North Warren Carrie Mundrick, PTA President, backed her up.
"This is a bad decision with negative after-effects on our children's education," Mundrick said. "Parent involvement is key to students' success, and Elementary Principal Susan Bulmer is a vital link between home and the school."
A half-dozen parents expressed similar views, and raised other questions about a school reorganization plan that includes morphing the junior high into a middle school, which would include 6th graders.
Superintendent Joe Murphy defended the extensive plan, saying it would improve education.
Board members except President Marion Eagan were silent except for a single remark. Eagan often interrupted the parents, insisting that concerns not be raised in person, but be submitted in written form, so board members could respond. The meeting continued, however, with concerns and frustrations of parents being aired for 90 minutes.
Eagan and Murphy set a meeting between the board and the parents - and the public at large - to review the concerns. The meeting was set for 6 p.m. Jan. 12 in the school library. Eagan stipulated that all concerns for this meeting be written and submitted to the school board by Jan. 1.

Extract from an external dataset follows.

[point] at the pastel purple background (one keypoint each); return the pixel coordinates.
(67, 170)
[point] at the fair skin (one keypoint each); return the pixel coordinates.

Monday, Margaret Terry presented the school board with a petition with more than 100 names on it. Her first petition, bearing nearly as many signatures, disappeared from its place in the Grand Union, she said. School authorities replied they knew nothing about its disappearance.
Kathleen Gould said that plans for such a drastic reorganization of the school, and elimination of the principal shouldn't have been undertaken without notifying parents and community members.
"You've slapped our hands, and we didn't even hear about it," she said. "The word on the street is teachers can't speak out now because they are afraid of repercussions. Many people in the community feel completely powerless."
Murphy said the consolidation of the positions was based on sagging enrollment and the need to keep taxes down.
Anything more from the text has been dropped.